Russia Used Mainstream Media To Manipulate American Voters

In Media, Misleading Information On

Russia’s disinformation campaign during the 2016 presidential election relied heavily on stories produced by major American news sources to shape the online political debate, according to a new analysis published Thursday.

The analysis by Columbia University social media researcher Jonathan Albright of more than 36,000 tweets sent by Russian accounts showed that obscure or foreign news sources played a comparatively minor role, suggesting that the discussion of “fake news” during the campaign has been somewhat miscast.

Albright’s research, which he said is the most extensive to date on the news links that Russians used to manipulate the American political conversation on Twitter, bolsters observations by other analysts. Clinton Watts, a former FBI agent and disinformation expert from the Foreign Policy Research Institute in Philadelphia, said that by linking to popular news sources, the Russians enhanced the credibility of their Twitter accounts, making it easier to manipulate audiences.

“The Kremlin, they don’t need to create a false narrative. It’s already there,” he said. “You’re just taking a narrative and elevating it.”

Some well-chronicled hoaxes reached large audiences. But Russian-controlled Twitter accounts, Albright said, were far more likely to share stories produced by widely read sources of American news and political commentary. The stories themselves were generally factually accurate, but the Russian accounts carefully curated the overall flow to highlight themes and developments that bolstered Republican Donald Trump and undermined his Democratic rival Hillary Clinton.

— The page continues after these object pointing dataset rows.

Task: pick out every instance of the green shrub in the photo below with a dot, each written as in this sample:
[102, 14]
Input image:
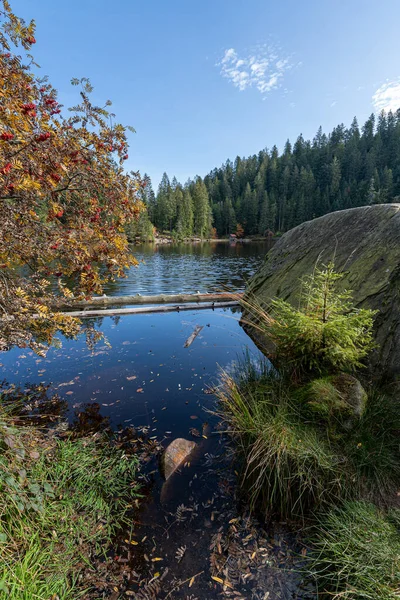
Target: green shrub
[356, 553]
[326, 333]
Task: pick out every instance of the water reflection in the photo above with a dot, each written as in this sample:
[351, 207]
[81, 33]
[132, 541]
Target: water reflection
[203, 267]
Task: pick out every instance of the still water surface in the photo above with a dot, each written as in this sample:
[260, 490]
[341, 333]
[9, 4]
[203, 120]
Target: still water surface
[203, 267]
[147, 378]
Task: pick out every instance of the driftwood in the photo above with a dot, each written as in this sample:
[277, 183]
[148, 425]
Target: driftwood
[107, 312]
[158, 299]
[193, 336]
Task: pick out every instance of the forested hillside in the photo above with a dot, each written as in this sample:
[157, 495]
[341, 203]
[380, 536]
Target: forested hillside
[268, 191]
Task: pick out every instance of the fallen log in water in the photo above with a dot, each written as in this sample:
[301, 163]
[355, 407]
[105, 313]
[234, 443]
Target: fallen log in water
[193, 336]
[158, 299]
[107, 312]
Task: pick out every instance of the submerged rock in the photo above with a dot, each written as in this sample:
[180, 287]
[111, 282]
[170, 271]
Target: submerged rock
[364, 244]
[174, 455]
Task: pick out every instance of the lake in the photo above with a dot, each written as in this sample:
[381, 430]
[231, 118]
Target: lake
[144, 377]
[203, 267]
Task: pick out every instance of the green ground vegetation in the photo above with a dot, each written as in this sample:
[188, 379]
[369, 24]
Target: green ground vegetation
[61, 502]
[315, 447]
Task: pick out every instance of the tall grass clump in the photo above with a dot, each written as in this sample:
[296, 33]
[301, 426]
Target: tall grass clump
[289, 467]
[356, 553]
[309, 435]
[61, 501]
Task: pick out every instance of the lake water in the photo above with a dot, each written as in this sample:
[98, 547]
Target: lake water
[146, 378]
[203, 267]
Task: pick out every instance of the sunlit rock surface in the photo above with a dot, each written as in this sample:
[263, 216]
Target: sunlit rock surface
[364, 243]
[174, 455]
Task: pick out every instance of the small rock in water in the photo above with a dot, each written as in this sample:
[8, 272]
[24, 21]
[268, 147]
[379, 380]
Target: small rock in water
[174, 455]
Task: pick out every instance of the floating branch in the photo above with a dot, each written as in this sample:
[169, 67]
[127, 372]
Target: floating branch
[158, 299]
[107, 312]
[193, 336]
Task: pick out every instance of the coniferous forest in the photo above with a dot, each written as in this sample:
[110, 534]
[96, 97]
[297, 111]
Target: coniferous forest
[270, 191]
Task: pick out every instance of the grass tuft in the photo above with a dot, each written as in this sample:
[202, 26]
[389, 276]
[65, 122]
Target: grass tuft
[61, 501]
[356, 553]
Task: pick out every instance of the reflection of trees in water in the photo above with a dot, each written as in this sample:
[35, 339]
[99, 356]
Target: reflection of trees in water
[32, 403]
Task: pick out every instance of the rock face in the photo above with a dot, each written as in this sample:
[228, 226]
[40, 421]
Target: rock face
[352, 393]
[174, 455]
[363, 243]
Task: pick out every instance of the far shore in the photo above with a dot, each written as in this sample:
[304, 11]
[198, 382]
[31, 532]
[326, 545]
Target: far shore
[194, 240]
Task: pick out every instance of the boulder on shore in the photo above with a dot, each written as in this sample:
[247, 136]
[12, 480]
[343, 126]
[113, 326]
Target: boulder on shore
[364, 244]
[174, 455]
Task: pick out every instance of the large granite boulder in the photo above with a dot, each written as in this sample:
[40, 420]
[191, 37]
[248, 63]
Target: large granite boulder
[364, 243]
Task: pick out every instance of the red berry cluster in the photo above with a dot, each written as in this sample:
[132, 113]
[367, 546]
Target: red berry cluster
[43, 137]
[29, 109]
[6, 169]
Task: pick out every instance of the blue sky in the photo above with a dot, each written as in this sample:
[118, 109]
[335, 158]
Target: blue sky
[206, 80]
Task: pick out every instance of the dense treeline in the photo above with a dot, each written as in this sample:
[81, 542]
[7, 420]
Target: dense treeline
[268, 191]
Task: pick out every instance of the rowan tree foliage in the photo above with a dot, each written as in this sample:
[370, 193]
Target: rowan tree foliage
[65, 198]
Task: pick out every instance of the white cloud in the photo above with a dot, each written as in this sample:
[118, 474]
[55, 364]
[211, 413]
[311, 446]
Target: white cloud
[387, 97]
[263, 69]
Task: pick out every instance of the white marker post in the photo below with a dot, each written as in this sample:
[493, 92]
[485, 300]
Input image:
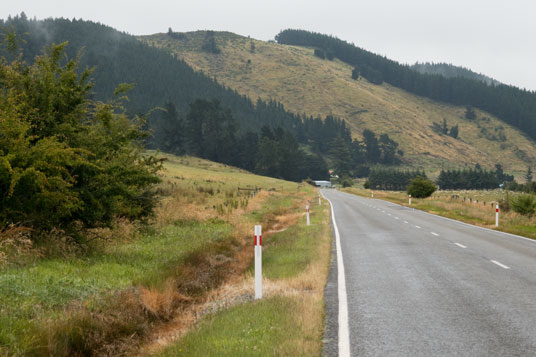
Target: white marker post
[258, 262]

Among the tweets Albright studied, the most common links were to Breitbart News, followed by The Washington Post and the San Francisco Chronicle. The list of the top 25 linked sites had a conservative bent, with the Daily Caller, Fox News and the Gateway Pundit appearing. Also popular, though not in the top 25, were direct links to a page collecting online donations for Trump’s campaign.

. . .

The tactic of linking to credible news stories also allows the occasional promotion of outright falsehoods from obscure sites, which followers of an account may accept more readily after weeks or months of linking to more familiar news sources, said several researchers. They also said that pushing content on Twitter can affect its prominence on other platforms.

Albright’s research does not make clear whether the tweets he studied came from “trolls,” which are humans working to push selected themes, or “bots,” which are computerized accounts that echo or respond to others, or some combination of the two.